PyData Chicago: Running Notebooks in Production? Blessing or Curse? by Eduardo Blancas

"Explore the benefits and challenges of using Jupyter notebooks in production. Discover best practices for maintaining and testing notebooks, managing versioning, and scheduling notebooks. By Eduardo Blancas at PyData Chicago."

Key takeaways
  1. Jupyter is a file format (JSON) and a platform with features allowing editing of notebooks.
  2. Maintaining long notebooks can be challenging, but keeping the code clear and concise with a standard structure helps maintainability.
  3. Having immutable code that doesn’t change arguments is a way to avoid potential issues with notebooks in production.
  4. Following a common standard for formatting, such as Black, can improve readability and maintainability.

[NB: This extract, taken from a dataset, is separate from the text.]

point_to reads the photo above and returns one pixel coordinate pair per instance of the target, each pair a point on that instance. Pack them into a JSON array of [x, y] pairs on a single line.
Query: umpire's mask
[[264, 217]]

  5. Testing notebooks can be challenging, but libraries such as testbook can extract and test functions from notebooks.
  6. Data pipelines can help break down data analysis logic into manageable pieces and test them in isolation.
  7. External libraries used in notebooks should be listed and recorded to prevent versioning issues.
  8. Data snapshots can help keep track of the expected outputs of notebooks.
  9. Formatting notebooks and using alternative formats, such as .py files with annotations, can help improve the maintainability and interoperability of notebooks in production.
  10. Scheduling notebooks can be done using tools such as Papermill or a scheduler that supports bash commands.